Im researching about MultiLayer Perceptrons, a kind of Neural Networks. When I read about Back Propagation Algorithm I see some authors suggest to update weights inmediately after we computed all errors for specific layer, but another authors explain we need to update weights after we get all errors for all layers. What are correct approach?

1st Approach:

function void BackPropagate(){
    ComputeErrorsForOutputLayer();
    UpdateWeightsOutputLayer();
    ComputeErrorsForHiddenLayer();
    UpdateWeightsHiddenLayer();
}

2nd Approach:

function void BackPropagate(){
    ComputeErrorsForOutputLayer();
    ComputeErrorsForHiddenLayer();
    UpdateWeightsOutputLayer();
    UpdateWeightsHiddenLayer();
}

Thanks for everything.


Solution

  • I am pretty sure that you have misunderstood the concept here. Two possible strategies are:

    • update weights after all errors for one input vector are calculated
    • update weights after all errors for all the input vectors are calculated

    which is completely different from what you have written. These two method are sample/batch strategies, both having their pros and cons, due to simplicity the first approach is much more common in implementations.

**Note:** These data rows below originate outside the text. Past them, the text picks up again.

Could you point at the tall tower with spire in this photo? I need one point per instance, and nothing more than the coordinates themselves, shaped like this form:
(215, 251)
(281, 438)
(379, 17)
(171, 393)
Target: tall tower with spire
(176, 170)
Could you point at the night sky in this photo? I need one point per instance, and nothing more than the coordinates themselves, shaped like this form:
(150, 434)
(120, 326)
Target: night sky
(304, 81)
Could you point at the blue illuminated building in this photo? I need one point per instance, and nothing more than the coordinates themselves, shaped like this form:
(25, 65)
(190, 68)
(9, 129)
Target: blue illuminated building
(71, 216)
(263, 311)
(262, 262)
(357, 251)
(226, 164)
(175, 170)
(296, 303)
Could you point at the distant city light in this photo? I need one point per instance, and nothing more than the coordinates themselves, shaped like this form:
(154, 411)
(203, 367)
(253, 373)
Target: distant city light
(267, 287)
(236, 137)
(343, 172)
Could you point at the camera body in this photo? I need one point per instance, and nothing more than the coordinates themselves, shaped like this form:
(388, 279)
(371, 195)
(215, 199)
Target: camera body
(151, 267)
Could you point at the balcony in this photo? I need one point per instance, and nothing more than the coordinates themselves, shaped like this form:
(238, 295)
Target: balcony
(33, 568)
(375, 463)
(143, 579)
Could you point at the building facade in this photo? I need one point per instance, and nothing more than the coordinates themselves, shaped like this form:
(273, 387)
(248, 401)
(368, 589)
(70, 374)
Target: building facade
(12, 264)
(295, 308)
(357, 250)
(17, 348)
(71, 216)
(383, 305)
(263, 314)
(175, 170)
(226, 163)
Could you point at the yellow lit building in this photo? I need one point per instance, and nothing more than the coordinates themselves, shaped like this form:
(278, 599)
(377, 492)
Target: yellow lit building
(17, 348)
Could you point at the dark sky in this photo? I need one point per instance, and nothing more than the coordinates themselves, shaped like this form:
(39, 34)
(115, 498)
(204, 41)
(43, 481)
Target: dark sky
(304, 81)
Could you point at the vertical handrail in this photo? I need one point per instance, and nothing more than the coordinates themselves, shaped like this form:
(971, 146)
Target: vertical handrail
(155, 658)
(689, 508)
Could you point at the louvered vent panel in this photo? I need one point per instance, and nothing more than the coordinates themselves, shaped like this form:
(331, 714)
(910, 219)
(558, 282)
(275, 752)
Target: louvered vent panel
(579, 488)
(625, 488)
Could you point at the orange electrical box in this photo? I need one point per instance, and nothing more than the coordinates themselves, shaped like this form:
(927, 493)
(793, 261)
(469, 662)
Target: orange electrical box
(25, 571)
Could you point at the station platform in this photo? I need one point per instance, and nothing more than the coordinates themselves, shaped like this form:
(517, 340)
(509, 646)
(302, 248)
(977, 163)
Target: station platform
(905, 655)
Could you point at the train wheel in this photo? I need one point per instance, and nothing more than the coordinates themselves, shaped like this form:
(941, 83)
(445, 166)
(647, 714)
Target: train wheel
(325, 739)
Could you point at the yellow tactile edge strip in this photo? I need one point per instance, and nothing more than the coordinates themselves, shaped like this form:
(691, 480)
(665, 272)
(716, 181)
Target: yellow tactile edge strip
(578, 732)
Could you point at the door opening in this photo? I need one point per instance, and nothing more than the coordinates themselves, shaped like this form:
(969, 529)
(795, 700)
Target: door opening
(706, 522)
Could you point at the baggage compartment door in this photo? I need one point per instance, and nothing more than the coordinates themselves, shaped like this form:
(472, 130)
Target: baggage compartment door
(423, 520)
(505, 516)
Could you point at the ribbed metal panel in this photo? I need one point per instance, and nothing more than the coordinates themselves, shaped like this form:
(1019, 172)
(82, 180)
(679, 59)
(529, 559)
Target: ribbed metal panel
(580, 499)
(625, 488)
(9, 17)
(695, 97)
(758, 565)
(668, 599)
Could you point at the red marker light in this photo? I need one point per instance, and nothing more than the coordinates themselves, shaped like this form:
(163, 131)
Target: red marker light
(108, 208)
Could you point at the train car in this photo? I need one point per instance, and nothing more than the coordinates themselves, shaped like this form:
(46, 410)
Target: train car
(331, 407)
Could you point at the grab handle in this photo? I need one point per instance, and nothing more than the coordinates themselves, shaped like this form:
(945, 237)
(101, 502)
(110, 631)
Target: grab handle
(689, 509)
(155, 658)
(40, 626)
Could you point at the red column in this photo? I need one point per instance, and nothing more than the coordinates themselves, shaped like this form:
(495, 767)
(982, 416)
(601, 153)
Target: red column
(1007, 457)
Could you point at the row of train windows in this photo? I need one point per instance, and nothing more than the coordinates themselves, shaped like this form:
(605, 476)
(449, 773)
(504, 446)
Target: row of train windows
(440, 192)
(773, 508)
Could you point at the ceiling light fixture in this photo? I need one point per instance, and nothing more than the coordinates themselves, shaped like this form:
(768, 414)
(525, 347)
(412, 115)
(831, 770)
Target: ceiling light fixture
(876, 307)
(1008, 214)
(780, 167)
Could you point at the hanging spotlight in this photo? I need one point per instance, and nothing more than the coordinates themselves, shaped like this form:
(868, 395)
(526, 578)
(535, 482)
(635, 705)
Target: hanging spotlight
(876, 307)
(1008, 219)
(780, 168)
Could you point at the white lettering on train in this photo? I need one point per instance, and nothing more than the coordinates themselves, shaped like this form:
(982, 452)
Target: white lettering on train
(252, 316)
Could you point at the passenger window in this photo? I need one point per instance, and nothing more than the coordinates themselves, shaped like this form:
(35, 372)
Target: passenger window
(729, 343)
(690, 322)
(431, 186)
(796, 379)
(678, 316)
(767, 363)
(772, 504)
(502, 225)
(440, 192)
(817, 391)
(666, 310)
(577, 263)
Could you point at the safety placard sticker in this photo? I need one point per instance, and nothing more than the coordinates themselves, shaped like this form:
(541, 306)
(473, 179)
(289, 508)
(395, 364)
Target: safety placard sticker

    Regarding your "methods", second method is the only correct one, process of "propagating" the error is just a computational simplification of computing derivative of error function, and the (basic) process of learning is a steepest descent method. If you compute the derivative only for part of dimensions (output layer), perform a step in the direction, and then recalculate the error derivatives according to new values, you are not performing a gradient descent. The only scenario, where first method is acceptable is when your weights update do not interfer with your error computation, then it does not matter what order is used, as they are independent.